Kirby chaired the group of OECD experts who, in 1980, drew up the guidelines that formed the basis of our Privacy Act and indeed the privacy codes of most other countries. These laws are rapidly becoming outdated.
One challenge comes from the demands of Artificial Intelligence (AI). Google, for example, is an AI business.
Momentous advances in AI have been enabled only through access to unlimited amounts of data on what humans actually do. This allows computers to mimic these actions through predicting how humans would act in response to any situation. There is a sinister aspect to this technology.
Harvard Professor Shoshana Zuboff has written of the dangers of "Big Brother Capitalism". This turns the famous "unseen hand" of the market, identified by economist Adam Smith, on its head.
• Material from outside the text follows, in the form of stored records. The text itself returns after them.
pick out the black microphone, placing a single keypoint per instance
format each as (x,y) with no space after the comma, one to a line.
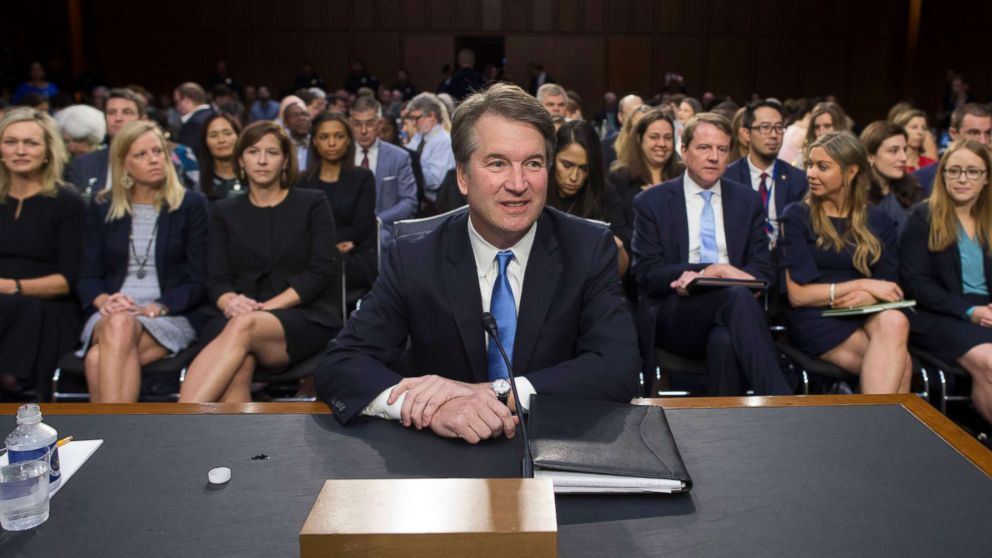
(489,323)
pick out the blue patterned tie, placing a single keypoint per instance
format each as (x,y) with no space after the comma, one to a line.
(504,309)
(707,231)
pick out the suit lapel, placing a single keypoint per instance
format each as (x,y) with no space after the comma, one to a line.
(461,283)
(677,208)
(540,282)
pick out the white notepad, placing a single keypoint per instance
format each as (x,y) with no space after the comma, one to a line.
(71,458)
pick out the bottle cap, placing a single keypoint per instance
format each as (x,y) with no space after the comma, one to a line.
(29,413)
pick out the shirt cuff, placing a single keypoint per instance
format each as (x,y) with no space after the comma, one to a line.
(379,408)
(525,389)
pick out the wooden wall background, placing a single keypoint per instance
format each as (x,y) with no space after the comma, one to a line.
(855,49)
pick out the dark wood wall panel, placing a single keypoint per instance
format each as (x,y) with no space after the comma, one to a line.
(856,49)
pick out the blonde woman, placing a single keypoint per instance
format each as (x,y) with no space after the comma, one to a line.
(41,223)
(839,252)
(144,265)
(945,266)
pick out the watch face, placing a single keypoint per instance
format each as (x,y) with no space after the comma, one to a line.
(500,387)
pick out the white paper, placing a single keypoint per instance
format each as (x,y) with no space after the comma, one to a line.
(71,458)
(571,482)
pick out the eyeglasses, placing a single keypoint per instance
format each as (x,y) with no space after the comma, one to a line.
(955,173)
(766,128)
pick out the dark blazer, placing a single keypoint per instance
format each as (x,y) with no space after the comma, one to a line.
(660,247)
(261,252)
(191,133)
(88,173)
(180,254)
(575,336)
(933,279)
(925,176)
(790,182)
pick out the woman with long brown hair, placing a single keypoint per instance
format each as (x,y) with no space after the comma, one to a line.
(839,252)
(946,264)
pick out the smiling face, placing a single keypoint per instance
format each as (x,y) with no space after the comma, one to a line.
(707,155)
(221,138)
(23,148)
(331,141)
(658,143)
(890,159)
(964,191)
(505,179)
(571,169)
(145,161)
(264,162)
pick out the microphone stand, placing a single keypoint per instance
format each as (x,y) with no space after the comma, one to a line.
(489,323)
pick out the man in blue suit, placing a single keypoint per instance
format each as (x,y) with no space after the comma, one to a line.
(395,186)
(416,350)
(702,225)
(776,181)
(972,121)
(90,173)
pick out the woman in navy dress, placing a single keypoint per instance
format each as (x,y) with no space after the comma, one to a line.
(839,252)
(946,267)
(41,221)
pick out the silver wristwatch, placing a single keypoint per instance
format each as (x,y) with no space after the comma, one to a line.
(501,388)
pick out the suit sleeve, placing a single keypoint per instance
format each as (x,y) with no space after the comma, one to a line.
(919,277)
(406,190)
(653,268)
(353,371)
(324,256)
(606,360)
(186,296)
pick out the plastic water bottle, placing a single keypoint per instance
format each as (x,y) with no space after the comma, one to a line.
(33,439)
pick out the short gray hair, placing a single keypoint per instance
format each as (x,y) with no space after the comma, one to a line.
(503,100)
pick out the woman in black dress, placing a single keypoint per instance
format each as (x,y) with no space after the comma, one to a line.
(839,252)
(272,267)
(946,267)
(578,184)
(143,273)
(41,224)
(351,191)
(217,177)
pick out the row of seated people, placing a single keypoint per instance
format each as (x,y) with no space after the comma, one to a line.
(770,193)
(138,257)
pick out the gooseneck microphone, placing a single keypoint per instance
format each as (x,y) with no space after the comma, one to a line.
(489,324)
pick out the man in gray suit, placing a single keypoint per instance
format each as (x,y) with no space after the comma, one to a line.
(395,187)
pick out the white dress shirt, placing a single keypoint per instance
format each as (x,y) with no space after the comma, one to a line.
(694,212)
(770,184)
(373,155)
(488,270)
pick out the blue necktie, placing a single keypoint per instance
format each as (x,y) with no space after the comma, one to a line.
(504,309)
(707,232)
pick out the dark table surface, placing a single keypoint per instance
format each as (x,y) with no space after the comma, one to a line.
(869,480)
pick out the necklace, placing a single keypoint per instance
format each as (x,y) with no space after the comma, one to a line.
(141,265)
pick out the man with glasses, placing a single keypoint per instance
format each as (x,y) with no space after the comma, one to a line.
(776,181)
(702,224)
(432,143)
(969,121)
(395,187)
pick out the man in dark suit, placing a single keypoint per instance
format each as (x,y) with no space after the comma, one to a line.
(90,173)
(548,278)
(972,121)
(776,181)
(702,225)
(395,186)
(191,102)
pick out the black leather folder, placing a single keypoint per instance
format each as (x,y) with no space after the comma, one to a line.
(596,446)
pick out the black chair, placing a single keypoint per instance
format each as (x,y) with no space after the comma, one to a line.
(160,380)
(944,370)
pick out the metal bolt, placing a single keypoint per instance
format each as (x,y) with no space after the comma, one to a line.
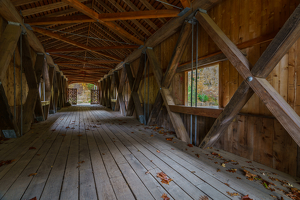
(250,78)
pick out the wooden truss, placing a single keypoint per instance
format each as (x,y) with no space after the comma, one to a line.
(8,43)
(255,80)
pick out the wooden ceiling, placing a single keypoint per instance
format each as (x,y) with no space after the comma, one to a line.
(85,38)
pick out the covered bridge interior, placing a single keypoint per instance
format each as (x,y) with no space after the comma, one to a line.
(195,99)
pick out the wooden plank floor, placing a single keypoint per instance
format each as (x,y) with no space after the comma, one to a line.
(90,152)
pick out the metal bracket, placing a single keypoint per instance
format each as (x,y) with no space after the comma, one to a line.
(184,11)
(202,10)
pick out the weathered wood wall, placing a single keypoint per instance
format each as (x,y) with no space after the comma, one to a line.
(259,138)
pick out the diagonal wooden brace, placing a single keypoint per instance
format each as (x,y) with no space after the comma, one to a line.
(270,58)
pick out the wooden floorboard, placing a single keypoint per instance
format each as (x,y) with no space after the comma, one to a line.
(90,152)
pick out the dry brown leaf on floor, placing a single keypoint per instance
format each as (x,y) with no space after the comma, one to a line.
(164,178)
(233,194)
(33,174)
(246,197)
(232,170)
(249,175)
(204,198)
(165,196)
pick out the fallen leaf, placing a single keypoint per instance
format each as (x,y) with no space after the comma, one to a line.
(164,178)
(246,197)
(233,194)
(204,198)
(33,174)
(165,197)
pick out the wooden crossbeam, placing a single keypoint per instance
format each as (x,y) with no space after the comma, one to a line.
(8,43)
(105,17)
(168,100)
(67,40)
(93,48)
(92,14)
(134,101)
(171,70)
(267,62)
(97,63)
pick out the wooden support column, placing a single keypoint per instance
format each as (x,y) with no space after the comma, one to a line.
(47,83)
(171,70)
(8,43)
(58,81)
(39,65)
(134,101)
(33,93)
(52,94)
(103,92)
(107,92)
(167,98)
(120,101)
(286,37)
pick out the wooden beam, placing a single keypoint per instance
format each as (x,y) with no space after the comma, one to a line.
(82,61)
(8,43)
(168,100)
(39,68)
(134,100)
(92,14)
(168,29)
(120,101)
(9,12)
(274,101)
(93,48)
(32,82)
(205,112)
(67,40)
(106,17)
(171,69)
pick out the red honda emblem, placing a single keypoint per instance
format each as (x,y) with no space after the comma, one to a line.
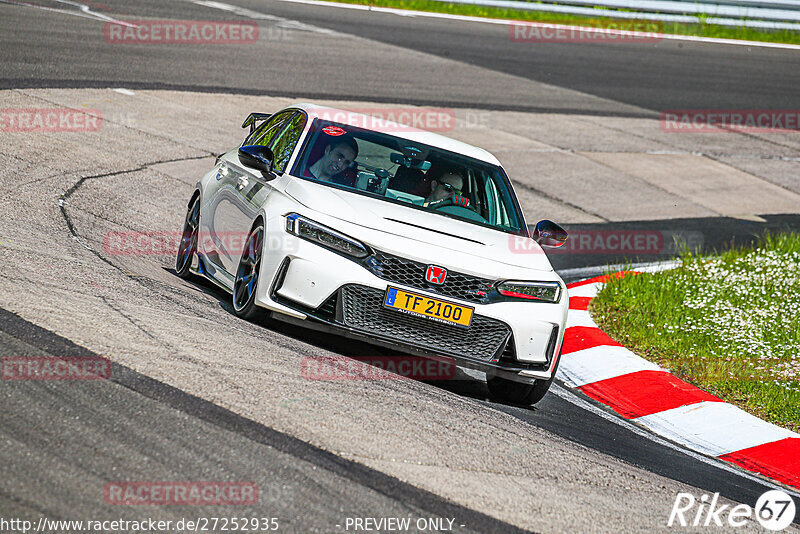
(435,275)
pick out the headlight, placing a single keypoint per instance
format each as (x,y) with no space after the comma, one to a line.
(540,291)
(322,235)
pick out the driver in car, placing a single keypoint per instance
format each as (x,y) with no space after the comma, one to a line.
(338,156)
(447,186)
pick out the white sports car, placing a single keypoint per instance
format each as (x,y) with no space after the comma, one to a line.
(392,235)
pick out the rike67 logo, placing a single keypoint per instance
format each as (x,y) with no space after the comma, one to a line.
(774,510)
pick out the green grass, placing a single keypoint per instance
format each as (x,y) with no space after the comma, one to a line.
(729,324)
(703,30)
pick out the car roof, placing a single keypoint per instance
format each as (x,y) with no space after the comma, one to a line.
(353,118)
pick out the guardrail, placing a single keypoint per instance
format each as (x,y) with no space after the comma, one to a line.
(764,14)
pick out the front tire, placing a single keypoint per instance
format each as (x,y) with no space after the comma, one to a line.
(246,281)
(188,244)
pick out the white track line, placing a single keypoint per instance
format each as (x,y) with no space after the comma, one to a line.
(85,11)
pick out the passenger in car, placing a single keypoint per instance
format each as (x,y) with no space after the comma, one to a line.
(447,185)
(334,164)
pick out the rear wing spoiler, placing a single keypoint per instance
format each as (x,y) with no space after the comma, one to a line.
(254,119)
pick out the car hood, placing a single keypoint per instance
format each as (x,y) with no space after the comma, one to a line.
(425,228)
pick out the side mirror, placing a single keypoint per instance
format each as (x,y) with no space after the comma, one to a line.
(549,234)
(257,157)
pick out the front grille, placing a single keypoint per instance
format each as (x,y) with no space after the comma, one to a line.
(364,311)
(412,273)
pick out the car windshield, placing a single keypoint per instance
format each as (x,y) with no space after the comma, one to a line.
(410,173)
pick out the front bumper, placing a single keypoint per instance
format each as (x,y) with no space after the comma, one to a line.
(317,288)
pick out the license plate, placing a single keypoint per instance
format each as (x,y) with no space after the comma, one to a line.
(429,308)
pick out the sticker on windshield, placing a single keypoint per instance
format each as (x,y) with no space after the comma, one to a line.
(333,130)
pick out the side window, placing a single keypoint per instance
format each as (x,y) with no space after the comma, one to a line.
(283,145)
(265,133)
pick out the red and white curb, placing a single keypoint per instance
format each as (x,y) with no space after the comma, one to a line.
(646,394)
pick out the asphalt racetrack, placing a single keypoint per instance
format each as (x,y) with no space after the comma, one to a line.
(198,395)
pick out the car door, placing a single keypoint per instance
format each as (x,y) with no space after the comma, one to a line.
(221,221)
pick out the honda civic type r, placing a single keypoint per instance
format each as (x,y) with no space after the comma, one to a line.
(388,234)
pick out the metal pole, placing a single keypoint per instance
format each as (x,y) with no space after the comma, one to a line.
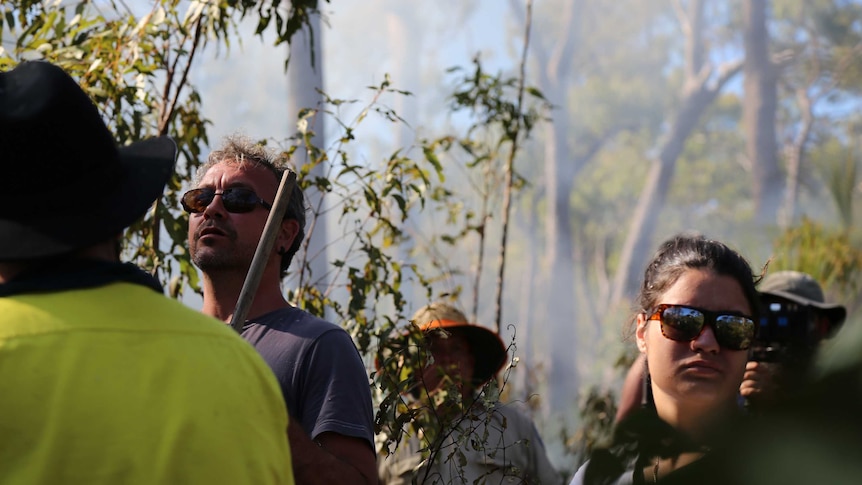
(264,249)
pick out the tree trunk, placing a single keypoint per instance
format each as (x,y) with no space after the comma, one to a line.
(698,94)
(759,107)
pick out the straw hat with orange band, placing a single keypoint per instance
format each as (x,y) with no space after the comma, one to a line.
(488,351)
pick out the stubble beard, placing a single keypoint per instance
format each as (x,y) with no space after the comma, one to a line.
(228,258)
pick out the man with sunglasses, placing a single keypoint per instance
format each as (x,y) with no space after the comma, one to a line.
(323,379)
(104,380)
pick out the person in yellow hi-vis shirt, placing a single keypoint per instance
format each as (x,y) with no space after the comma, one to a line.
(103,380)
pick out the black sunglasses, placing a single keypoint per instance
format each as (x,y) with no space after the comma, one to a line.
(237,200)
(684,324)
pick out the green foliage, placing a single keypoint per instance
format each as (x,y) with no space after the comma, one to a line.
(832,257)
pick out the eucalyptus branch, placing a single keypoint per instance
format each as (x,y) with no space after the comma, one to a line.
(509,171)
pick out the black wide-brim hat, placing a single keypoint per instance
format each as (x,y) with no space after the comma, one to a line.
(803,289)
(67,184)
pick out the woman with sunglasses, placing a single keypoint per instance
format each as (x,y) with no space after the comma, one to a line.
(695,325)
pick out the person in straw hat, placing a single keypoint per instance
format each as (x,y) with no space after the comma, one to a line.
(104,379)
(480,442)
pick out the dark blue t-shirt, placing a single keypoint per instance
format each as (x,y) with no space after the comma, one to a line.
(321,373)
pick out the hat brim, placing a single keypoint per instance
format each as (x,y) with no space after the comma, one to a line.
(489,352)
(835,313)
(146,168)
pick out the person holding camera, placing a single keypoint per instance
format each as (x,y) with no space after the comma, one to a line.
(795,319)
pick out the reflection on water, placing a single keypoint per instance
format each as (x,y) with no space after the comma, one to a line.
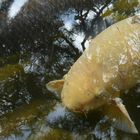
(35,50)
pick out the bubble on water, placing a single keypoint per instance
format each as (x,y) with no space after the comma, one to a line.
(58,113)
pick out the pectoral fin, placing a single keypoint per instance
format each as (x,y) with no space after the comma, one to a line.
(119,116)
(55,86)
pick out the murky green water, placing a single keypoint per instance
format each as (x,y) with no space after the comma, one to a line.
(27,110)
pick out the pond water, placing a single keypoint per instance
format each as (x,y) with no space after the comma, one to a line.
(40,44)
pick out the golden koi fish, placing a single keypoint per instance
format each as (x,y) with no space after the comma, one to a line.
(106,69)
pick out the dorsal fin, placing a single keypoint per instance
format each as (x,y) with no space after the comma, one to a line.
(55,86)
(119,116)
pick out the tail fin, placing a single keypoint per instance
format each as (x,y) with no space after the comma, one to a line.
(55,86)
(119,116)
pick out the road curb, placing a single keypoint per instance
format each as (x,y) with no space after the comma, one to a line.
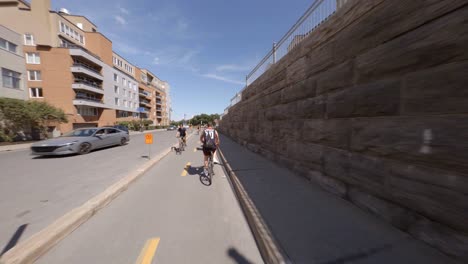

Instead of millions of consumer choices every day controlling the unknowing market, the market now knows our every move.
We are already familiar with behavioural advertising and Facebook has famously shown it can manipulate news-feeds. Our behaviour clearly can and almost certainly will be manipulated.
New rules addressing these problems have been drawn up in some countries. One is the idea of privacy by design and default in new technology - meaning genuine privacy safeguards must be factored in at the front-end.
To keep up, when New Zealand reforms its Privacy Act it should seriously consider requiring new technologies to be certified as "privacy-safe" in the same way that electrical devices and cars are certified.
Another idea is data portability - so a person can transfer their online profile between companies. Finally, there is the "right to be forgotten".
To work, however, any regulation needs to be global as no individual country can rein in the likes of Facebook or Google. This was recognised by the OECD when drawing up its rules in 1980, but of course these rules did not anticipate the Internet.
The architects of these rules, led by Kirby, were influenced by fundamental human values such as autonomy and free will. And we still hold dear these values: the right to make choices, to determine how we live - as long as we do not hurt others - and to make mistakes. Take these things away and we become just cogs in the machine.
It is up to privacy scholars around the world to come up with solutions that allow technological progress to take place, but not at the expense of our humanity.